POTENTIALLY deadly mistakes made at the Royal Bolton Hospital since April 2016 have been revealed.

Blunders made include an object left inside a patient, operations or treatment on the wrong part of patients’ bodies, known as wrong site surgery, and over the administration of medication.

The failings — known as “never events” — appear in a series of reports, some which are provisional, compiled by NHS Improvement.

Never events are serious incidents which but have the potential to cause serious patient harm or death — and should not happen if national guidance or safety recommendations have been implemented

In 2016/17, the period from April to March, Bolton NHS Foundation Trust reported that medication had been administered through the “wrong route” examples of which could include oral medication given intravenously.

Between April 2017 to January of this year there was an incident of wrong site surgery and a object left inside a patient after procedure; within the period February this year to end of March, there was an incident of an object left inside a patient after procedure and from April to June there was a case of wrong site surgery on a patient.

The data made public by NHS Improvement does not detail the nature of each never event incident at the hospital.
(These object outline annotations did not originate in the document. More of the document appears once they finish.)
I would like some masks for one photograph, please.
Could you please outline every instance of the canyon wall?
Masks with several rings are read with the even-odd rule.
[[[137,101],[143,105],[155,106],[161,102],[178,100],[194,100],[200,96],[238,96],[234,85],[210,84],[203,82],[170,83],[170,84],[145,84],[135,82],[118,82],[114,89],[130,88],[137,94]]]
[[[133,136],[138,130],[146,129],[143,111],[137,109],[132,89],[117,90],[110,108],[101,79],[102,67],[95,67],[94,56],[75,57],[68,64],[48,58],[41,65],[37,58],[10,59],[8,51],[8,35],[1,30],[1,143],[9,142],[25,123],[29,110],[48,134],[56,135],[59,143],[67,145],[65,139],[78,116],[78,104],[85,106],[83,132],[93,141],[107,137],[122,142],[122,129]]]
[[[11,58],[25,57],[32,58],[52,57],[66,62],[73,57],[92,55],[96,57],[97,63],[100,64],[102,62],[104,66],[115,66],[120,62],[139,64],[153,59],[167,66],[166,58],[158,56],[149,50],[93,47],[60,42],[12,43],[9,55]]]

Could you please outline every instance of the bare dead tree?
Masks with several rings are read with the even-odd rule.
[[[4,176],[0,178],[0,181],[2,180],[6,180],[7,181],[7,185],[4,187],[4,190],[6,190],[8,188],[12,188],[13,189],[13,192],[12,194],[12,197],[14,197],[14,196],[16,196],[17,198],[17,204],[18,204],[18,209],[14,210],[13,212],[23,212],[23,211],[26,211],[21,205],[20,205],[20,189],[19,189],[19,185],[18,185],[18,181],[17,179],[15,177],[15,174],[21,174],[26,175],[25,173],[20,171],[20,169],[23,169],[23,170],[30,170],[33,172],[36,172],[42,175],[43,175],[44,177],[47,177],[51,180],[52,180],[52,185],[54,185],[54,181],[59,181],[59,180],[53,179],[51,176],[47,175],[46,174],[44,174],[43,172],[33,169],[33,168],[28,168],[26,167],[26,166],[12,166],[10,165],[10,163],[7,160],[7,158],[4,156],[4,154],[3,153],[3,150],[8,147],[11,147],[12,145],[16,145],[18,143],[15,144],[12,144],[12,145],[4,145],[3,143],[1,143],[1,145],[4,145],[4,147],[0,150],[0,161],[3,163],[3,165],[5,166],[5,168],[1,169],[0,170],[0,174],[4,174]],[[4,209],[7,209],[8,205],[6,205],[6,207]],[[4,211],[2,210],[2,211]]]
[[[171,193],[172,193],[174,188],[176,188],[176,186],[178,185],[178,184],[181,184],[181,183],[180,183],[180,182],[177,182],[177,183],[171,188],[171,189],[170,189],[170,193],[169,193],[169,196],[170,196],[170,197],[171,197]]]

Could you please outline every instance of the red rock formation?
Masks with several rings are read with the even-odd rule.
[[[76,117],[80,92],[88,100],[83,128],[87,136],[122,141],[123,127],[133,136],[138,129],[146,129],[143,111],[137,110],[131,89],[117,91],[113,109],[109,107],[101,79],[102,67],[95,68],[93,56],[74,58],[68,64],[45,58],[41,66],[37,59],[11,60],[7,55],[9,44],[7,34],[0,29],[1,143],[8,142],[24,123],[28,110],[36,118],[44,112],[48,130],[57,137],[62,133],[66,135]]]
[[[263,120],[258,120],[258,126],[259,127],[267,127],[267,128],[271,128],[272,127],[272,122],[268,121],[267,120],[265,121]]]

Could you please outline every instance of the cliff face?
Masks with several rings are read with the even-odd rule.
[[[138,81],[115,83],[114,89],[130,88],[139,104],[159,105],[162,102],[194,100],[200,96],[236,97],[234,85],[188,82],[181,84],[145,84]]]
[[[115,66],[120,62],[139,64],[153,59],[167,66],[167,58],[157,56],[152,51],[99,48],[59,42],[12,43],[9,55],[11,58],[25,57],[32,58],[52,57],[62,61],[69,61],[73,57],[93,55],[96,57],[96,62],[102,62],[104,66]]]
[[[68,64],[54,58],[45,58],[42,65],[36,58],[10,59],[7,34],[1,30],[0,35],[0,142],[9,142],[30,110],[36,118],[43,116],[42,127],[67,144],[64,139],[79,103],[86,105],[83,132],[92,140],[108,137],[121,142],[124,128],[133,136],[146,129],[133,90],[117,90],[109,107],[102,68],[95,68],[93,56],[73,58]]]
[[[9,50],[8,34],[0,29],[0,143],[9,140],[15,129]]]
But previously The Bolton News has reported on small piece of elastic-type surgical tape which was left inside a patient during bowel surgery, wrong-sized hip replacement being implanted into a patient, a vaginal swab left inside a woman’s body and the wrong skin lesion being removed.

A spokesman for Bolton NHS Foundation Trust said: “Patient safety is paramount and any serious incident or never event is investigated thoroughly by the Trust to ensure all lessons learned are implemented and disseminated throughout the organisation.”

Nationally from February to the end of June this year there were just over 202 cases of never events.

NHS Improvement said that never events may highlight potential weaknesses in how an organisation manages fundamental safety processes.

And add that it is not about apportioning blame but to learn from what has happened.

In the report, NHS Improvement stated: “NHS providers are encouraged to learn from mistakes and any organisation that reports a never event is expected to conduct its own investigation so it can learn and take action on the underlying causes.

“The fact that more and more NHS staff take the time to report incidents is good evidence that this learning is helping locally.

“We continue to encourage NHS staff to report never events and serious incidents to STrategic Executive Information System and all patient safety incidents to the National Reporting and Learning System to help us identify any risks so that necessary action can be taken.”